The British Museum and the Google Cultural Institute have combined to create the online Museum of the World. It’s a cool representation of key artifacts from the museum, grouped thematically and with a timeline. Clicking on the artifact brings you an accessible “box” with added information and audio. Unfortunately for English Language Learners, though, though the audio pretty much says the same thing as the text in the box, it doesn’t exactly repeat it. I’ve found that in a number of online museum sites, and have never understood it — either just repeat what the text says or share some additional new info! Also, unfortunately, there doesn’t seems to be a way that museum “visitors” can “save” certain artifacts into an online collection. Despite these shortcomings, it’s still a neat site….
There are a lot of pretty cool interactives at The Best Sites For Learning About Immigration In The United States. And Vox has just created a new one: Watch how immigration in America has changed since 1820. The title is self-explanatory.
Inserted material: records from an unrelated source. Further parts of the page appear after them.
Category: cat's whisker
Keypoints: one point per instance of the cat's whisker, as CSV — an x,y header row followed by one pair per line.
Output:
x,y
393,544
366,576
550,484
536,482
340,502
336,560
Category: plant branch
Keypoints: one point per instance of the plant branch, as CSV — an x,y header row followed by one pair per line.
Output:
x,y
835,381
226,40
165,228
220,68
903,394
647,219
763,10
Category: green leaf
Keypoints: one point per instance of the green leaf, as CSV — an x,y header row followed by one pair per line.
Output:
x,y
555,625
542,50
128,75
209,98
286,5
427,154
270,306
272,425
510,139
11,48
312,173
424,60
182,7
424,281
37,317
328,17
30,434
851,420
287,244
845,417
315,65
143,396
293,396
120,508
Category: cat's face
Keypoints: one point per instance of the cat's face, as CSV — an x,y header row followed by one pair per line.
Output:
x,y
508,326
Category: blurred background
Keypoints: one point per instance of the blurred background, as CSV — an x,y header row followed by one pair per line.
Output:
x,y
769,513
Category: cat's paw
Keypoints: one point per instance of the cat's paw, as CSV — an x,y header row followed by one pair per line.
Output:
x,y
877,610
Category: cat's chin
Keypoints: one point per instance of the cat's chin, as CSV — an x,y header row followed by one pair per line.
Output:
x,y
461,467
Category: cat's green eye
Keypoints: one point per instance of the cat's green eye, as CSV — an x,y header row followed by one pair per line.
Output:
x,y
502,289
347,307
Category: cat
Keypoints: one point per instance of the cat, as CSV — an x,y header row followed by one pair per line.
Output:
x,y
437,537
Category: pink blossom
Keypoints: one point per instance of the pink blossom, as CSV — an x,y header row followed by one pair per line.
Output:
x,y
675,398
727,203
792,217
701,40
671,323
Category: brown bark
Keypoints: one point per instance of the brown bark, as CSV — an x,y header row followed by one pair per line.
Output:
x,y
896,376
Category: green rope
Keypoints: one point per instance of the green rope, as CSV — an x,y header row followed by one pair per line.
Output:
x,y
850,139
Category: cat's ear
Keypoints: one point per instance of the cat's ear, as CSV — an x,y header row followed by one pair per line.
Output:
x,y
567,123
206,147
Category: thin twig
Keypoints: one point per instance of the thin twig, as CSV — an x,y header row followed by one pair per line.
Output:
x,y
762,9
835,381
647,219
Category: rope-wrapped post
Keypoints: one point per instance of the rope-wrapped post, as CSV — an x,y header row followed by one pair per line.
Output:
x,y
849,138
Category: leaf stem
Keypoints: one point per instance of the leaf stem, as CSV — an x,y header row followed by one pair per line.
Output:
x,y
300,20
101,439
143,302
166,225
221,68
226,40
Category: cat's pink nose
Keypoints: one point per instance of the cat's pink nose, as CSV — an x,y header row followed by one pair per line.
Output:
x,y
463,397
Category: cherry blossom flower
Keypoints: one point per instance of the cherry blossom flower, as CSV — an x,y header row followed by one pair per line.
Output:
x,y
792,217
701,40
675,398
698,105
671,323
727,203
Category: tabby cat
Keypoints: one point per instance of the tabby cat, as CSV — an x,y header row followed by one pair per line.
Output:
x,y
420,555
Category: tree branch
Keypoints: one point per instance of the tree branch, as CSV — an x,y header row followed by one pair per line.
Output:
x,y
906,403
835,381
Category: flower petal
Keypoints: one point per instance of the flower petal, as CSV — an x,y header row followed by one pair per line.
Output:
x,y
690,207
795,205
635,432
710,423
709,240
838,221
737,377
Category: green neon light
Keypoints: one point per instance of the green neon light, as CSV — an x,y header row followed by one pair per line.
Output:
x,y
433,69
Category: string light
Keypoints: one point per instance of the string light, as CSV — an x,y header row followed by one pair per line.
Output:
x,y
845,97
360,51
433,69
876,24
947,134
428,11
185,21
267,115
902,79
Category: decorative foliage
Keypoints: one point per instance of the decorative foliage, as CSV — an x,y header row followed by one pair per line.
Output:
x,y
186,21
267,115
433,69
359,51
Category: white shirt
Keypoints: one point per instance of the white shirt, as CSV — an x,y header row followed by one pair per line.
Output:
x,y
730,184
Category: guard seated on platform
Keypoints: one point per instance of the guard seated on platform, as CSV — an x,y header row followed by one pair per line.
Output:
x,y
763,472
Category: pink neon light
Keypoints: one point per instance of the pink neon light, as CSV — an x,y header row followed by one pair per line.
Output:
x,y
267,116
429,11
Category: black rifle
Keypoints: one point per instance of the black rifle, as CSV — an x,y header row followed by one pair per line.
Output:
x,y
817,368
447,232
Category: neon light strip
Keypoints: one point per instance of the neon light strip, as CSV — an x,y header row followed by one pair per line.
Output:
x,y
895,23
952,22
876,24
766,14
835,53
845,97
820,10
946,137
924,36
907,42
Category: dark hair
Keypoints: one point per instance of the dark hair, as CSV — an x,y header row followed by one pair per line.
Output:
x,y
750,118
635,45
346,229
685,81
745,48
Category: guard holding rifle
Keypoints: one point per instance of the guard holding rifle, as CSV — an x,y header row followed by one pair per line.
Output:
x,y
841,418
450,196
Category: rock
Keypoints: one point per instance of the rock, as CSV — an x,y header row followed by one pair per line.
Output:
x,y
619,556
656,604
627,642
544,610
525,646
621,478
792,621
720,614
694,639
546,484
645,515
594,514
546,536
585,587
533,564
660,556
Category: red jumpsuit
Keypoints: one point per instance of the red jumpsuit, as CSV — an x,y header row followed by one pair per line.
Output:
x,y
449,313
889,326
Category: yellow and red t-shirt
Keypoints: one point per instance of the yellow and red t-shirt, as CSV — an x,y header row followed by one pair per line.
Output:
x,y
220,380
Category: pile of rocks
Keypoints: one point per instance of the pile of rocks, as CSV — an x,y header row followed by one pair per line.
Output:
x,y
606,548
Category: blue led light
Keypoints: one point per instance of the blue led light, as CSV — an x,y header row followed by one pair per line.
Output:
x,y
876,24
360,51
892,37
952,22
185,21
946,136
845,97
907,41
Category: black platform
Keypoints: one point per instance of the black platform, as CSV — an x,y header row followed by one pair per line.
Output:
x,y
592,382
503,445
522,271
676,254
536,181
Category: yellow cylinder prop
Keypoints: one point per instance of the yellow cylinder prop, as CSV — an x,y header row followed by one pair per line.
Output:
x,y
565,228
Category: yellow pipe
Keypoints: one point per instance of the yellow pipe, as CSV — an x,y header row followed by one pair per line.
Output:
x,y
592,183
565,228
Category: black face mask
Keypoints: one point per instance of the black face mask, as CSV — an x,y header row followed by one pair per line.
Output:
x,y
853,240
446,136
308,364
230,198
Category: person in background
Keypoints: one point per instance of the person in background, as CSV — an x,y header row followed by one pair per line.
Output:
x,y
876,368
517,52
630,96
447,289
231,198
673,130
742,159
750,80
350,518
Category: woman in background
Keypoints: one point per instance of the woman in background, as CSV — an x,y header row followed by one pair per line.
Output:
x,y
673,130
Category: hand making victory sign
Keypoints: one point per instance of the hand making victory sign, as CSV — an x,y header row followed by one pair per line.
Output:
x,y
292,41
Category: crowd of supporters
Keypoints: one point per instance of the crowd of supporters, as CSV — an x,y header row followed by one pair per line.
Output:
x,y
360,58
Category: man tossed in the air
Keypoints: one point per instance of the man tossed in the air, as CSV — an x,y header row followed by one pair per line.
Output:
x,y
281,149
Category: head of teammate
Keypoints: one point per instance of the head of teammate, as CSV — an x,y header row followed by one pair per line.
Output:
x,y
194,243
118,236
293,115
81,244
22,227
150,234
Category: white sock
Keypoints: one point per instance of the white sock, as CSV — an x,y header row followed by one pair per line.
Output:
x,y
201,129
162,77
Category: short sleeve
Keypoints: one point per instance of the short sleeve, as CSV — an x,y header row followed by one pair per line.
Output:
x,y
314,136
The American Archive of Public Broadcasting is a joint project of the Library of Congress and WGBH in Boston. It has tens of thousands of hours of programming from local public radio and TV stations across the country. It has a few organized sections, including one on the Civil Rights Movement (which includes interviews with major Civil Rights leaders) and also a very friendly search function. I was excited to see it contained several interviews and lectures by Saul Alinsky that I’m looking forward to exploring (see The Best Sites To Learn About Saul Alinsky).It also contains a number of interviews with Cesar Chavez. The sound quality of the shows I’ve listened to are excellent, too.
American Panorama is an “Atlas of U.S. History” from Richmond University. Right now, it has several interactive historical maps tracing historical trends over time, including ones for “forced migration of enslaved people,” “The Overland Trails,” “Canals,” and “Foreign Born Population.” They have plans to add several more. I think the one of “Foreign-Born Population” is particularly useful, and I’m adding a direct link to it to The Best Sites For Learning About Immigration In The United States.
Chronas is a new site that lets you used a time “slider” at the bottom to see how the world looked at pretty much any given date during the past 2000 years. If you click on the countries/regions/empires shown, then it will show you the appropriate Wikipedia entry. It’s still working out its kinks — it wouldn’t let me view it on a mobile device and, even though it says you can view it on browsers other than Chrome – I wouldn’t.